OLS does not require normally distributed errors (normality is only needed for exact inference), and minimizing squared residuals alone does not ensure unbiasedness—additional assumptions about regressors are required.
Ordinary least squares (OLS) finds the line (or hyperplane) through data that minimizes the total squared distance between observed outcomes and predicted values. You already know from bivariate regression that this produces a fitted line ŷ = β₀ + β₁x; what this topic adds is the formal derivation in matrix notation and a deeper understanding of why squared residuals — rather than absolute values or fourth powers — are the natural loss function to minimize.
The matrix setup replaces a column of numbers with compact notation. Stack all your observations into an n×k matrix X (rows are observations, columns are variables including a constant), stack your outcomes into an n×1 vector y, and write the model as y = Xβ + ε. The OLS objective is to choose β to minimize the scalar (y − Xβ)'(y − Xβ) — the sum of squared residuals. Taking the derivative with respect to β and setting it to zero gives the normal equations: X'Xβ = X'y. Solving these yields the OLS estimator: β̂ = (X'X)⁻¹X'y. This closed-form solution is what makes OLS analytically tractable — many other estimators require iterative numerical methods.
The geometric interpretation, which your linear algebra prerequisite prepared you for, is illuminating. OLS projects the vector y onto the column space of X. The fitted values ŷ = Xβ̂ are the orthogonal projection of y onto that subspace, and the residuals ê = y − ŷ are perpendicular to every column of X (X'ê = 0 by construction). This orthogonality condition is not just a mathematical curiosity — it is the foundation for understanding what the OLS assumptions actually require. When the OLS assumptions hold, this projection has desirable properties; when they fail, the projection is still well-defined geometrically, but the statistical interpretation breaks down.

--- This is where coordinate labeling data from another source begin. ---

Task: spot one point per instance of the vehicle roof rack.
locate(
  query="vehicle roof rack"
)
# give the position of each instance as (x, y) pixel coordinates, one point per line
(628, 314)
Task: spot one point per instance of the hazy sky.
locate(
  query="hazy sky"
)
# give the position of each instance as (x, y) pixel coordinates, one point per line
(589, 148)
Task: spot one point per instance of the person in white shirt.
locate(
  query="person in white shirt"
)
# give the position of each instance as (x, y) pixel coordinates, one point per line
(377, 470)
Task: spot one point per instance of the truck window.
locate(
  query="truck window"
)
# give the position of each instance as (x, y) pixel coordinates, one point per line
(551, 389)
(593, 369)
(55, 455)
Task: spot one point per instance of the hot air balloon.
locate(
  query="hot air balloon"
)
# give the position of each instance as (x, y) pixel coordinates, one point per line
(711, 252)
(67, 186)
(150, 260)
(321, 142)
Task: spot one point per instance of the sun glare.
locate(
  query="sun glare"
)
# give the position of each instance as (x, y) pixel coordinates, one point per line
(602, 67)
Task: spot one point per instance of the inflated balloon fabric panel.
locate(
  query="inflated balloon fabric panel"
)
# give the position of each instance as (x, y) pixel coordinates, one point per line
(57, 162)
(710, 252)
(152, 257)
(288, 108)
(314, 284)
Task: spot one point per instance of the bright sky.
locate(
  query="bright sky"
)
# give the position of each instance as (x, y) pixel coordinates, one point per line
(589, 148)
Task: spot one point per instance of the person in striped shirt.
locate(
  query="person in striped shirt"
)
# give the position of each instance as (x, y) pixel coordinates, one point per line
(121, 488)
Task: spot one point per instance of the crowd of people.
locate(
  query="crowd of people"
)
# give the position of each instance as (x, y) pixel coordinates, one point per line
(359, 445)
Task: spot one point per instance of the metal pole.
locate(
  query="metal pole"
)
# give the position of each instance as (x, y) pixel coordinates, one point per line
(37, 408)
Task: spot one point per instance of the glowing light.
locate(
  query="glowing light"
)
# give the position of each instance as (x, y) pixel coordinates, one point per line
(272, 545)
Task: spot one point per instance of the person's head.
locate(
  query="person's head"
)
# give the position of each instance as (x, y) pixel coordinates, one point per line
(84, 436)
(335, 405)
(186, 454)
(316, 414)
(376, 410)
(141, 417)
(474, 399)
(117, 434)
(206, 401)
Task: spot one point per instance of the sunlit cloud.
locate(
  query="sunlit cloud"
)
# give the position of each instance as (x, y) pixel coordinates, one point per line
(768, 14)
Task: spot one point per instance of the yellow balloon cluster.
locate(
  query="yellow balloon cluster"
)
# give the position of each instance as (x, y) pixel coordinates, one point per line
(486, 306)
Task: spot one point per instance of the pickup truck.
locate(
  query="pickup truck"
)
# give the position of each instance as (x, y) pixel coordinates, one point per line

A critical point that addresses a common misconception: minimizing squared residuals *mechanically* always produces a solution, but that solution has good statistical properties (unbiasedness, consistency) only when the assumptions from your OLS prerequisite are satisfied — especially that the regressors are uncorrelated with the error term (E[X'ε] = 0). OLS is a procedure; the Gauss-Markov theorem (which this topic builds toward) is the theorem that says, *given* those assumptions, OLS is the Best Linear Unbiased Estimator. You can run OLS on any data. Whether the coefficients mean what you think they mean depends entirely on whether the world cooperates with the assumptions.